Technology in a Ghost Town
SSCS technicians travel lost highways and forgotten bypasses to serve customers in remote markets.
The United States is big; it spreads out far and wide. Journey westward, and the farther and wider it seems to get. Way out west, off the beaten track, you just might find yourself surrounded by long stretches of remote landscape, uncompromisingly desolate, accompanied by a soundtrack consisting of whispering wind punctured by the barks, yelps, and cries of unseen animals. You never quite escape the feeling that overexposure to unforgiving elements or an unwanted wildlife encounter is only a few misguided steps away.
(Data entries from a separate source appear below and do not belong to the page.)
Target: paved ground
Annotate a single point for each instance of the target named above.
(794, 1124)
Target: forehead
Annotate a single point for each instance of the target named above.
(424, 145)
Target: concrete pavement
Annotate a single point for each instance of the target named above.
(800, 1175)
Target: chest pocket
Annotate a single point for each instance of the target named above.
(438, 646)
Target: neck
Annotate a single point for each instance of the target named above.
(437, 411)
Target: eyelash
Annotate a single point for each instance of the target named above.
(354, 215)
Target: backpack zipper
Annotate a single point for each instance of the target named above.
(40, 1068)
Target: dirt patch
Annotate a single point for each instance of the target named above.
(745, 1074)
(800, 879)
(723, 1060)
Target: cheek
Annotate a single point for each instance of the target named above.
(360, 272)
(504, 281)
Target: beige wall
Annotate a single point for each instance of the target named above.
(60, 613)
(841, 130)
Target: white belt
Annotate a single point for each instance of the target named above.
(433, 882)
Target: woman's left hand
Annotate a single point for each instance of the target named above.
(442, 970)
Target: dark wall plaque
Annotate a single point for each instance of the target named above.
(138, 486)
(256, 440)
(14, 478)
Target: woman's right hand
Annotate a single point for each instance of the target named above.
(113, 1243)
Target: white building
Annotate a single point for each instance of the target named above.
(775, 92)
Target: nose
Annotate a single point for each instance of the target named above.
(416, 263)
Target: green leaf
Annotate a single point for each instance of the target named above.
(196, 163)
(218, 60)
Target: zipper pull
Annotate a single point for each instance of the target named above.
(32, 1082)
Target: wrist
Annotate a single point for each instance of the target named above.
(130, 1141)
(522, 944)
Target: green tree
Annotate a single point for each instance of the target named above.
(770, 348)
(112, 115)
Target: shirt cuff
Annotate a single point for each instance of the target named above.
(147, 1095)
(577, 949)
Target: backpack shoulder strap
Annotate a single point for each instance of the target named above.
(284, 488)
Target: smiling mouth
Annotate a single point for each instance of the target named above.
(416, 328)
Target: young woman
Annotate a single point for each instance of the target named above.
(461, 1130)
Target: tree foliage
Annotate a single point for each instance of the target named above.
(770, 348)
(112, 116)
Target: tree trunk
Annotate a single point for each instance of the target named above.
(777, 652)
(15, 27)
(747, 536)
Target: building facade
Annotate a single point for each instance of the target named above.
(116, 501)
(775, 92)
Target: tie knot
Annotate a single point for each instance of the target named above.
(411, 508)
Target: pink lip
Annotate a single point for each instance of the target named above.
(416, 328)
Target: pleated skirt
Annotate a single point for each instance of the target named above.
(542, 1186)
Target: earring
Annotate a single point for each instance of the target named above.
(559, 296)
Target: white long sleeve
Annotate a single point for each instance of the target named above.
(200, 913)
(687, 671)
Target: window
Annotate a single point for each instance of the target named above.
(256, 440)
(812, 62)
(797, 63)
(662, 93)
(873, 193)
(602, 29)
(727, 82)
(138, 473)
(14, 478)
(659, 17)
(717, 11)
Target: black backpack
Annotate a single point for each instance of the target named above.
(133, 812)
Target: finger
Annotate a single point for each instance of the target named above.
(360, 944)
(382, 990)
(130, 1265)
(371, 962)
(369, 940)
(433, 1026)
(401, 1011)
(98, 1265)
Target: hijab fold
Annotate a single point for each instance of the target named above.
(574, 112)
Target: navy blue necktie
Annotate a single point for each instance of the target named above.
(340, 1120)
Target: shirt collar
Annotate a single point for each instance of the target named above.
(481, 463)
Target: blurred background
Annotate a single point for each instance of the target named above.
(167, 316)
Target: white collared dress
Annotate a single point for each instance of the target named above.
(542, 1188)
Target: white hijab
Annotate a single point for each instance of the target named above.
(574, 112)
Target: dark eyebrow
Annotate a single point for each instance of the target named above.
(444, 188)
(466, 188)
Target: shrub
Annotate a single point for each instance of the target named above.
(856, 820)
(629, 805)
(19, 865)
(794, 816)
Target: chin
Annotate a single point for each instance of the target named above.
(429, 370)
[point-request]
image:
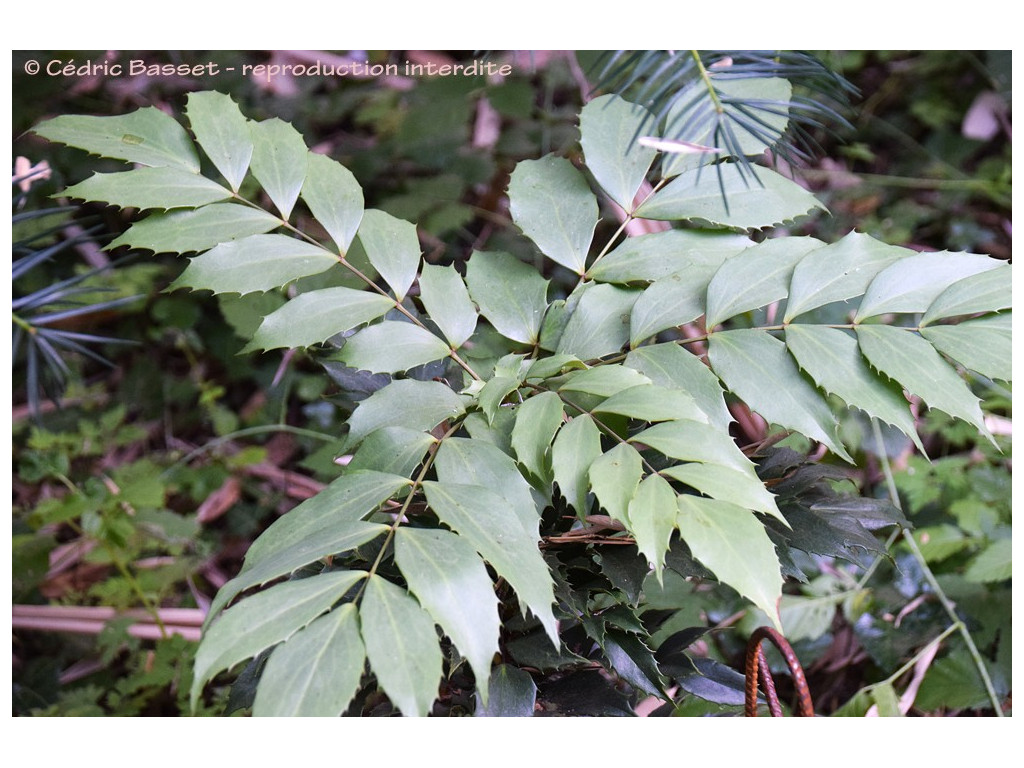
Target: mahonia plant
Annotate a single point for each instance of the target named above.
(425, 554)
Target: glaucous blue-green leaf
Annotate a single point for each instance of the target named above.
(279, 162)
(451, 582)
(911, 284)
(222, 131)
(757, 368)
(733, 545)
(335, 199)
(444, 296)
(264, 620)
(577, 446)
(608, 130)
(513, 694)
(909, 359)
(551, 202)
(600, 324)
(314, 316)
(146, 187)
(728, 483)
(982, 345)
(833, 358)
(537, 421)
(401, 645)
(614, 477)
(146, 136)
(511, 295)
(391, 346)
(768, 200)
(649, 257)
(408, 402)
(652, 402)
(392, 247)
(184, 231)
(258, 262)
(491, 525)
(671, 366)
(985, 292)
(315, 672)
(652, 518)
(472, 462)
(756, 278)
(839, 271)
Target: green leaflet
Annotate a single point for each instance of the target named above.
(511, 295)
(392, 247)
(335, 199)
(183, 231)
(982, 345)
(839, 271)
(451, 582)
(408, 402)
(577, 446)
(315, 672)
(222, 131)
(489, 524)
(401, 646)
(614, 476)
(550, 201)
(258, 262)
(391, 346)
(146, 136)
(755, 279)
(914, 364)
(446, 301)
(316, 315)
(279, 162)
(150, 187)
(730, 542)
(536, 423)
(757, 368)
(911, 284)
(600, 324)
(608, 129)
(833, 358)
(768, 200)
(265, 620)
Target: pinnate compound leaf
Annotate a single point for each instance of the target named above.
(316, 315)
(392, 247)
(768, 199)
(279, 162)
(446, 301)
(909, 359)
(391, 346)
(258, 262)
(511, 295)
(316, 672)
(335, 199)
(491, 525)
(265, 620)
(200, 229)
(608, 130)
(451, 582)
(163, 187)
(833, 358)
(550, 201)
(222, 131)
(731, 542)
(402, 646)
(757, 368)
(146, 136)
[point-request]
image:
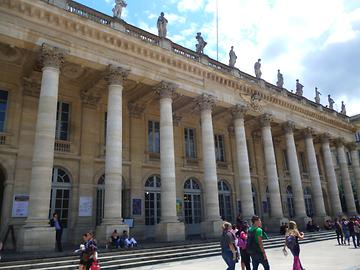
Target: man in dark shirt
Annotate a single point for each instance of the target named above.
(228, 250)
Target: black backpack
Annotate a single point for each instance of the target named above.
(251, 246)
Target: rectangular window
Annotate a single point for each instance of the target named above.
(219, 148)
(3, 108)
(190, 143)
(62, 121)
(154, 137)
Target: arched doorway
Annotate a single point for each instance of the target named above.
(225, 201)
(60, 197)
(192, 207)
(290, 202)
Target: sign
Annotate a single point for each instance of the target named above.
(85, 207)
(20, 205)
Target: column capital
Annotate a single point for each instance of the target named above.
(51, 56)
(205, 102)
(265, 120)
(165, 89)
(116, 75)
(288, 127)
(239, 111)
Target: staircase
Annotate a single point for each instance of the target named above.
(126, 259)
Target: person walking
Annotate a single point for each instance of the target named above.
(255, 246)
(56, 223)
(292, 242)
(339, 232)
(228, 250)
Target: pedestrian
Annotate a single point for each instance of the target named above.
(292, 242)
(228, 249)
(345, 228)
(339, 232)
(255, 245)
(56, 223)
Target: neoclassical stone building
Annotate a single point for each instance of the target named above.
(102, 121)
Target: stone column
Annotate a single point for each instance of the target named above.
(277, 215)
(331, 176)
(211, 226)
(296, 183)
(169, 229)
(36, 233)
(316, 189)
(242, 158)
(113, 158)
(345, 176)
(355, 166)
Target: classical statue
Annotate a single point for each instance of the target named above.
(299, 88)
(331, 102)
(317, 96)
(280, 82)
(257, 67)
(343, 108)
(117, 10)
(162, 24)
(201, 43)
(232, 57)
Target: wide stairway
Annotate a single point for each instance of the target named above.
(126, 259)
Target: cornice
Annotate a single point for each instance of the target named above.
(114, 39)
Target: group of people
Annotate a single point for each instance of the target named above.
(246, 244)
(347, 228)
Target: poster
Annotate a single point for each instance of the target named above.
(20, 205)
(85, 207)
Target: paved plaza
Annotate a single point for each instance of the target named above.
(324, 255)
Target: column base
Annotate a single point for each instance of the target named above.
(211, 229)
(36, 239)
(170, 231)
(104, 231)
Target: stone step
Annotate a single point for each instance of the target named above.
(149, 256)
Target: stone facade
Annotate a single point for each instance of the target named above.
(183, 141)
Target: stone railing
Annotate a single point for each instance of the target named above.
(62, 146)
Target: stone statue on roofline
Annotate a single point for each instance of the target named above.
(162, 25)
(201, 43)
(299, 88)
(117, 10)
(232, 57)
(257, 69)
(331, 102)
(343, 108)
(280, 82)
(317, 96)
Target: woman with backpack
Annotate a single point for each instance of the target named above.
(292, 242)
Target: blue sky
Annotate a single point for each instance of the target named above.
(316, 42)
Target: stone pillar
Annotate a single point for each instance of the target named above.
(211, 226)
(296, 182)
(113, 158)
(345, 176)
(277, 215)
(355, 166)
(36, 233)
(169, 229)
(316, 189)
(331, 176)
(242, 158)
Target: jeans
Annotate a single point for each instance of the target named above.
(259, 259)
(228, 258)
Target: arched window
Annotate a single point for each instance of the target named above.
(290, 201)
(308, 202)
(192, 206)
(152, 200)
(100, 200)
(225, 201)
(60, 195)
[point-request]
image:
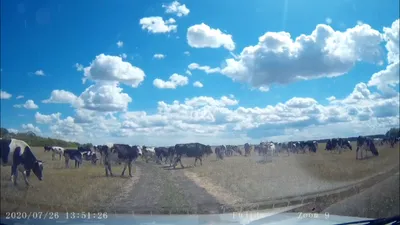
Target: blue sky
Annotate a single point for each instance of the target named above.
(164, 72)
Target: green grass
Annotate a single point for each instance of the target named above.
(85, 188)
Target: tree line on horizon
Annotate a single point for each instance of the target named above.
(34, 140)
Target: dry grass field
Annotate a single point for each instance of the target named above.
(296, 174)
(232, 180)
(74, 189)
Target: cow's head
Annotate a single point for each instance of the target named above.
(38, 169)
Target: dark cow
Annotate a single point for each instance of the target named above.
(19, 155)
(47, 148)
(88, 154)
(161, 152)
(124, 153)
(333, 145)
(312, 147)
(195, 150)
(345, 144)
(220, 152)
(72, 154)
(247, 149)
(366, 144)
(292, 147)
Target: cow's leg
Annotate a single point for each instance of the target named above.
(130, 168)
(14, 174)
(357, 152)
(176, 162)
(123, 171)
(25, 177)
(106, 169)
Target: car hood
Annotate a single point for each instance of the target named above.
(271, 216)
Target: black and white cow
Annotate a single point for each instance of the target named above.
(161, 152)
(247, 149)
(47, 148)
(19, 155)
(195, 150)
(220, 151)
(72, 154)
(333, 145)
(124, 153)
(311, 145)
(366, 144)
(56, 150)
(88, 154)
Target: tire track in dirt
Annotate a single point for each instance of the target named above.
(154, 192)
(222, 195)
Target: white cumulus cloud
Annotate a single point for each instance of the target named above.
(174, 81)
(203, 36)
(198, 84)
(5, 95)
(158, 56)
(30, 127)
(39, 73)
(176, 8)
(112, 69)
(279, 59)
(29, 104)
(156, 24)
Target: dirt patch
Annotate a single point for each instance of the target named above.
(222, 195)
(293, 175)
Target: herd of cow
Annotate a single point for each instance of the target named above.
(19, 155)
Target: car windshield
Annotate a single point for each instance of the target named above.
(246, 108)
Surroundings like these seem off-putting at first; the kind of places you’d never willingly visit. Baked by the sun during the day and dropping down by as much as 40 degrees at night, they are bereft of traditional attractions—or most anything else, for that matter.
But that’s a narrow view. There’s more to it than that. A kind of calming quiet settles into the crannies of this vast emptiness, a place where an individual can escape the cacophony of the city and “get their mind right” in the almost-silence. There’s a spectral beauty here, too, if you look hard enough. It informs the brown, yellow, and white landscapes, as well as the isolated towns—with names like Trona, Tecopa, and Valijan—that blend like ghosts into the colors and textures surrounding them.
There’s commercial potential here, too. Citizens, even in the sparsest areas, need food, fuel and, as it turns out, more. It’s a non-traditional retail environment for a convenience store, sure, but one that remains full of potential.
Which is where SSCS comes in.
Our installation teams are familiar with the wide open spaces that have been ignored or forgotten by most Americans. That’s because many of our customers have taken root and prospered in these markets, helped by SSCS software and the technicians that travel lost highways and near-forgotten bypasses to get them up and running. Technology in a ghost town? Then maybe it’s not a ghost town, after all.
“In these parts, a well-run convenience store can take on the role of the town center because of the scarcity of retail competition,” says an SSCS sales rep that recently sold our Computerized Daily Book (CDB) back office solution to a site in the general vicinity of Death Valley, California. “The c-store might be the only place to grab a fresh breakfast. Or gather with others to get the latest town news and gossip. Places like these, in their own way, form the heartbeat of the region. They become essential to the underserved consumer—like an old-fashioned general store.”
Oftentimes these locations carry an inventory that is a bit different than your neighborhood Circle K or Sunoco station. People not only look for groceries, snacks, and beverages, but items typically not found on the shelves in more traditional markets. Tools, ammo, hardware, camping equipment, and industrial components such as washers and spacers are part of the mix.
Fortunately for our users, no matter how unusual their combination of items, SSCS technology is flexible enough to handle the specifics of inventory management.
“One of the basic rules of running a c-store is to know your market and adapt to it,” adds the SSCS sales rep. “That’s what these stores do, and with the right management and technology they can do it quite profitably. What’s on the shelf may look quite different than what people expect, but the process is largely the same. Item level management of inventory works just as effectively as it does in other stores. These sites may be isolated, but that doesn’t mean they can’t run a modern, leading edge operation.”
SSCS enjoys forging mutually beneficial relationships with convenience store operators across the country, no matter how removed their markets may be. Our installer/technicians travel to every nook and cranny of the American landscape to forge, uphold, and grow those partnerships. We don’t want to leave any customer or prospect behind. And if it takes traveling through ghostly lands long forgotten, we’ll do it!